Rien sur les murs, une installation diraient certains de la génération d'après ce public qui vient et qui dit devant rien : "c'est beau", "ah non, tu vois, ce rien du tout, je n'aime pas, je ne sais pas, ça ne me parle pas". Des objets, des demis-objets, des bouts, tout un assemblage pour gamins attardés, venez jouer, jeté là sans ordre ni ordonnance sur une surface plane appelée sol sur un périmètre déterminé par l'idée que la liberté d'un s'arrête là où commence l'oeuvre de deux, voisin, autre, comptage individuel dans le contenant institutionnel.
Beaucoup de gens passent et s'arrêtent, debout bien droits ou un peu avachis par leur déjà heure de visite dans cet endroit propret, clair et lumineux comme un tribunal à l'architecture récente. Ils regardent et cherchent à voir et à comprendre. Ils lisent le panneau donnant explications, ils regardent et reregardent, se demandant quoi penser, se demandant ce qu'ils ressentent, d'autres se demandent ce que l'artiste a voulu faire, la proposition originale de cet être singulier, si originale et si singulier qu'on se presse de refermer cet être sur lui-même, ce qui marche couramment bien quand cette originalité et cette singularité n'est surtout que des mots, déclarations d'intention et prétention éhontée.
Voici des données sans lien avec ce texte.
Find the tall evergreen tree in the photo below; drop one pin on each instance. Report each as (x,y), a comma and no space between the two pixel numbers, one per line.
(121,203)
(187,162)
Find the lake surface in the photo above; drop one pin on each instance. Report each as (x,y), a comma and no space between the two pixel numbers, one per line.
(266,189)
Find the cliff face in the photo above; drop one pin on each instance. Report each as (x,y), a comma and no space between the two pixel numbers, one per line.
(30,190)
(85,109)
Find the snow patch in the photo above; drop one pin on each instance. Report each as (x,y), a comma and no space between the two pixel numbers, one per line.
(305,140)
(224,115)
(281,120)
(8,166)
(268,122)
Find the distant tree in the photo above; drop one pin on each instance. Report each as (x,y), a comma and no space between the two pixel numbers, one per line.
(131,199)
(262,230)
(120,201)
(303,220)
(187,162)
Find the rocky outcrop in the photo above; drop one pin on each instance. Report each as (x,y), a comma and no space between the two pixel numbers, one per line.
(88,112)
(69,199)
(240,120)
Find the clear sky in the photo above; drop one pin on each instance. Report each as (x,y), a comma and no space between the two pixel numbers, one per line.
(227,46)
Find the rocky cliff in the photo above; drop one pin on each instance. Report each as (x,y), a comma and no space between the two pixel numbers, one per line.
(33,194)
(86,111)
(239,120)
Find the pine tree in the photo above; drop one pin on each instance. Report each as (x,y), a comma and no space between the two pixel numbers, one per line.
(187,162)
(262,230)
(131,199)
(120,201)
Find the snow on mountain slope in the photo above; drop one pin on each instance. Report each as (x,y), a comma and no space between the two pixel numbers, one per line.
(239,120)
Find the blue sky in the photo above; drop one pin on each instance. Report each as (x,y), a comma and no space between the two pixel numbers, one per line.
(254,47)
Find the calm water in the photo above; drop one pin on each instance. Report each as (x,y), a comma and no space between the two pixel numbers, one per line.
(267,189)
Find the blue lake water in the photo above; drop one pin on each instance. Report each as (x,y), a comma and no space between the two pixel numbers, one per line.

Des poupées, des bras, des jambes, des phallus, des poupées sans bras ni jambe, au sexe troué, on peut faire des assemblages, un phallus dans sa chatte, est-ce un homme maintenant ou s'est-elle bien faite niquée, et autres réflexions métaphysiques d'un peuple assurément aplati. Ils se parlent et l'un dit : "Los Angeles est une ville plate à perte de vue, mais déjà les villes chinoises sont des villes organiques. -- Je ne connais pas les villes chinoises".
Une poupée lui ressemble, une autre c'est lui, mais il y en a d'autres, beaucoup d'autres, et des objets divers dont l'on peut décorer les poupées, toutes à la forme semblable, industrialisation de la poupée et de ses accessoires, érotisation du prolétariat d'obédience exclusive. Deux caméras, planquées dans les oeuvres du voisin, filment le jeu et enregistrent les délires et questions et réponses et normalités qui se jouent à même le sol de ce laboratoire social ; quelques jeunes jouent avec les poupées, mais beaucoup n'ont même pas compris de quoi il s'agissait, ils laissent les poupées à leur sort, au meilleur des mondes possibles, il baise, elle est baisée, qu'ils soient amis ou non, qu'ils aiment la vie ou qu'ils préfèrent violenter le voisin pour pimenter un peu, se promenant dans ce musée, dans cette crypte de vivants embaumés, avec tout le respect dû au lieu, au directeur et aux artistes, tels qu'ils sont, baisodrome, baiseur, baisée, elle peut aussi sucer mais pour se faire enculer veuillez saisir le code. Les poupées ont sept trous, c'est le chiffre divin.